PUBLISHED : Monday, 04 April, 2011, 12:00am
UPDATED : Monday, 04 April, 2011, 12:00am


Asian collectors snapped up cases of select vintages in a two-day wine sale by Sotheby's Hong Kong that netted HK$96.8 million - well above the pre-sale estimate.

The top lot, a case of Romanee Conti 1990, went for HK$1.8 million.

Strong prices were also seen in the best vintages from Burgundy producers, demonstrating its increasing appeal in Asia, the auction house said. All lots were sold.

A Sotheby's Hong Kong spokesman described the response to the sale as 'very, very good'.

Jamie Ritchie, Sotheby's Wine president, said: 'The superb condition of the wines, combined with the rarity factor, created strong demand from bidders throughout Asia.'

The pre-sale estimate of the Ultimate Cellar sale of almost 11,000 bottles was HK$55 million to HK$77 million.

Hong Kong has seen a sustained growth in wine imports and related businesses since 2008 when the government scrapped wine duty.

Last year, the total value of wine imports exceeded HK$6.9 billion - an increase of 73 per cent over 2009 - and Hong Kong surpassed New York to become the world's largest wine auction centre.

In his budget speech, Financial Secretary John Tsang Chun-wah promised to 'further capitalise on Hong Kong's experience and network in wine trading and distribution'.

Sotheby's Hong Kong wine sales totalled US$52.5 million last year - more than its sales in New York and London combined. This accounted for almost 60 per cent of the wine sold by the auction house around the world. By contrast, its sales in Hong Kong in 2009 totalled just US$14.3 million.

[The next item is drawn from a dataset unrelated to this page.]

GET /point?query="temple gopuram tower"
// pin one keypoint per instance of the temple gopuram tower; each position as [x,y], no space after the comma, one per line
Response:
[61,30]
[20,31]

The wine sales were followed by an auction of Chinese contemporary art painting. The 106 works were from the collection of Guy Ullens and his wife, Myriam. The Belgian baron, with his wife, founded the Ullens Centre for Contemporary Art in Beijing in 2007.

The auction, The Ullens Collection - The Nascene of Avant-Garde China, was estimated to fetch as much as US$16.7 million.

Buyers who were not represented at the Hong Kong Convention and Exhibition Centre sale could bid via the auction house's online bidding system.